Category Theory in Context 3.1 viii: Composite pullback rectangle

Question

The problem is

I have been able to prove $left hand \rightarrow composite$, but I haven't be able to prove the reverse direction, so if you could point to me in the right direction via hint, I would really appreciate it.

My attempt:

So the situation is as follows:

Given $f: Q \rightarrow B$ and $g: Q \rightarrow D$, we need a unique $h: Q \rightarrow A$ such that

-$f = h_1 h $

-$g = h_6h$

Now, the right hand square is a pull back, hence there exists a unique $k: Q \rightarrow B$ such that

-$h_2 k = h_2 f$

-$h_7 k = h_5 g$

And as the composite rectangle is a pull back, there exists a uniqu $i: Q \rightarrow A$ such that

-$(h_2h_1)i = h_2 f$

-$h_6 i = g$

Note

$h_7(h_1 i) = (h_7 h_1) i = (h_5 h_6) i = h_5 g$

$h_2(h_1 i) = h_2 f$.

So by uniqueness of $k$, $k = h_1 i $

There also exists unique $i': Q \rightarrow A$ such that

-$(h_2 h_1)i' = h_2 k$

-$h_6 i' = f$

By uniqueness, $i' = i$

And I'm not sure how to proceed from here.

Thanks for your help!

Answer 1

I suspect Rick's answer is basically right, but I haven't fully checked it. However, it doesn't seem to address some problems with your argument in your question, so I thought I'd add another answer.

First of all, your hypotheses.

You are taking $f:Q\to B$ and $g:Q\to D$, and then trying to construct $h:Q\to A$ such that $$f=h_1h\text{ and } g=h_6h.$$

This is not the universal property of the pullback! You can only construct such an $h$ if $f$ and $g$ make their square commute, i.e., if they satisfy $$h_7f = h_5g. $$ We therefore should assume this as well.

Second, $k$ is actually $f$ in disguise

Actually, this again boils down to a misunderstanding of the universal property of the pullback, since you aren't assuming any commutativity conditions on $f$ and $g$, you don't know that the $k$ in your question exists. However, once you assume the correct commutativity conditions on $f$ and $g$, we get that $k$ and $f$ are both solutions to the same universal property question, so you can just skip this step.

The next step is correct

Next we consider the pair of maps $h_2f : Q\to C$ and $g:Q\to D$. Since the right square commutes, and we know $h_7f = h_5g$, we have $$h_3h_2f = h_4h_7f = h_4h_5g,$$ so we satisfy the requirements of the universal property of the pullback for the outer rectangle.

Thus we can find a map $i:Q\to A$ such that $h_2f = h2h_1i$ and $g= h_6i$.

Now we just need to show $f=h_1i$, and we'll know that $i$ is our desired map.
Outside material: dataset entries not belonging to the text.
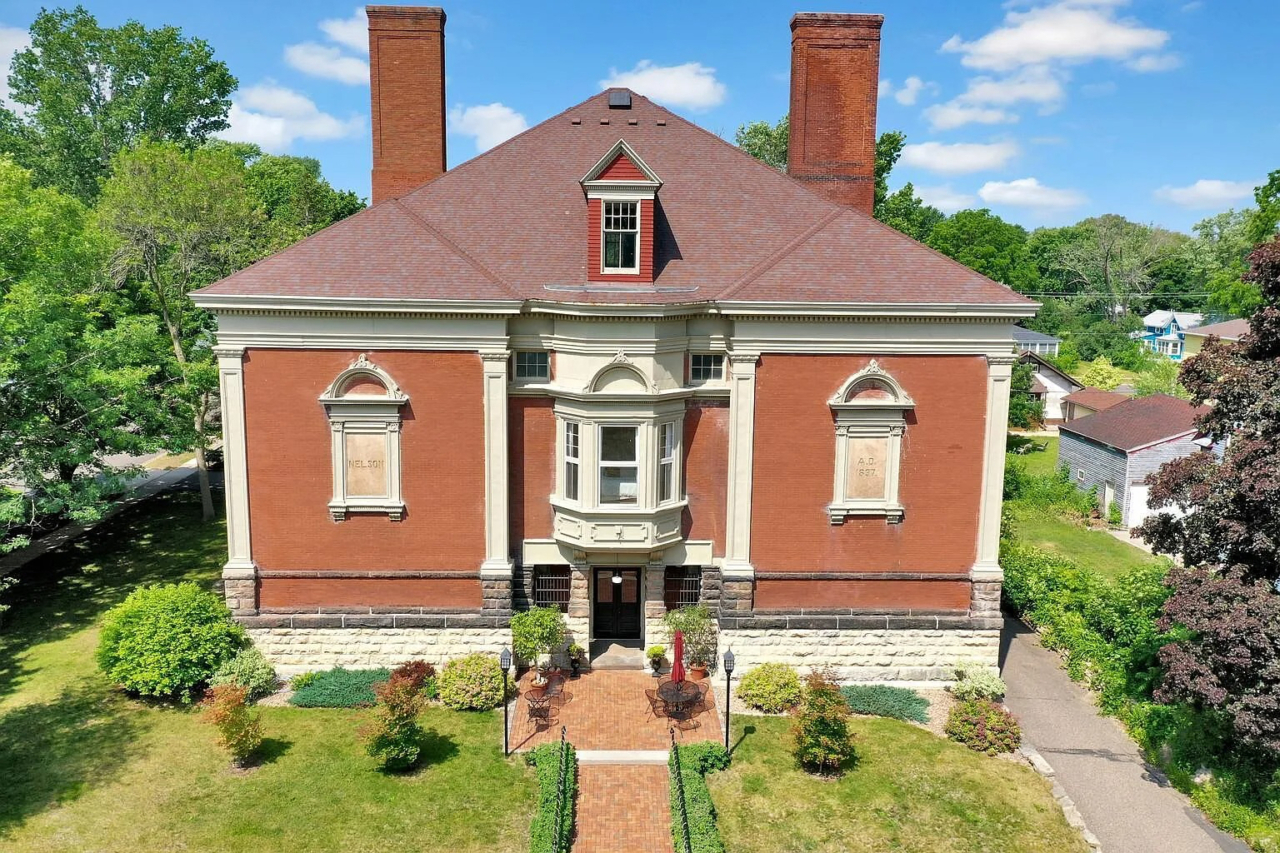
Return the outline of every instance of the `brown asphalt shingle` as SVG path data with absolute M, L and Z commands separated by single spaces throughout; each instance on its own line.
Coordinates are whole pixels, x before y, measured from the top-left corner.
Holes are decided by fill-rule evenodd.
M 607 104 L 607 93 L 590 97 L 398 201 L 337 223 L 202 292 L 1032 305 L 870 216 L 828 202 L 645 97 L 632 95 L 630 110 Z M 586 282 L 586 200 L 579 181 L 618 138 L 663 181 L 652 287 Z

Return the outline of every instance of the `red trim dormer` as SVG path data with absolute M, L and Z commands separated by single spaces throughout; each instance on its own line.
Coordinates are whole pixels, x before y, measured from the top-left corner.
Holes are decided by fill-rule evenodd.
M 662 179 L 623 140 L 582 178 L 586 280 L 653 283 L 654 207 Z

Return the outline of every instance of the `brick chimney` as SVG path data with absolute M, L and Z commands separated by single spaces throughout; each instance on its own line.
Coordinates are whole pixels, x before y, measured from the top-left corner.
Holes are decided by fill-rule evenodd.
M 444 10 L 366 12 L 378 204 L 444 173 Z
M 791 18 L 787 173 L 836 204 L 876 204 L 876 95 L 884 15 Z

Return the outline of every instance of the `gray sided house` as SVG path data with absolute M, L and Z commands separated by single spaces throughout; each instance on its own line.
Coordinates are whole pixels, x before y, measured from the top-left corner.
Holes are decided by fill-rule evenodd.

To check this, by the uniqueness part of the universal property of the pullback for the right hand square, it suffices to show that both $$h_7f=h_7h_1i\text{ and } h_2f=h_2h_1i.$$ The second property is true by construction of $i$, so we just need to check the first property. For the first we have: $$h_7h_1i = h_5h_6i = h_5g = h_7f,$$ where the equalities follow, since (1) the left hand square commutes, (2) by construction of $i$, and (3) the assumed commutativity property on $f$ and $g$.

Answer 2

If you look closely to your work you will realise that you in fact have already almost proved what you wanted.

You're looking for a (unique) arrow $i: Q \to A$ such that $h_1i=f$ and $h_6i=g$; you have shown the latter so it is left for us to get the former. Recall that by the universal property of the right pullback square $k$ is the (unique) arrow $Q \to B$ such that $h_2k=h_2f$ and $h_5g=h_7k$; I claim now that $k=f$. Indeed, to show this equality it suffices to check that $h_2f=h_2f$ and $h_5g=h_7f$; the former is trivial, and the latter follows by assumption (note that $h_5g=h_7f$ means precisely that the outermost left square in the picture you've uploaded commutes), so the claim follows. This together with $k= h_1i$ gives us precisely what we want.

A good lesson that one may get out of this is to never underestimate the power of a commutative diagram!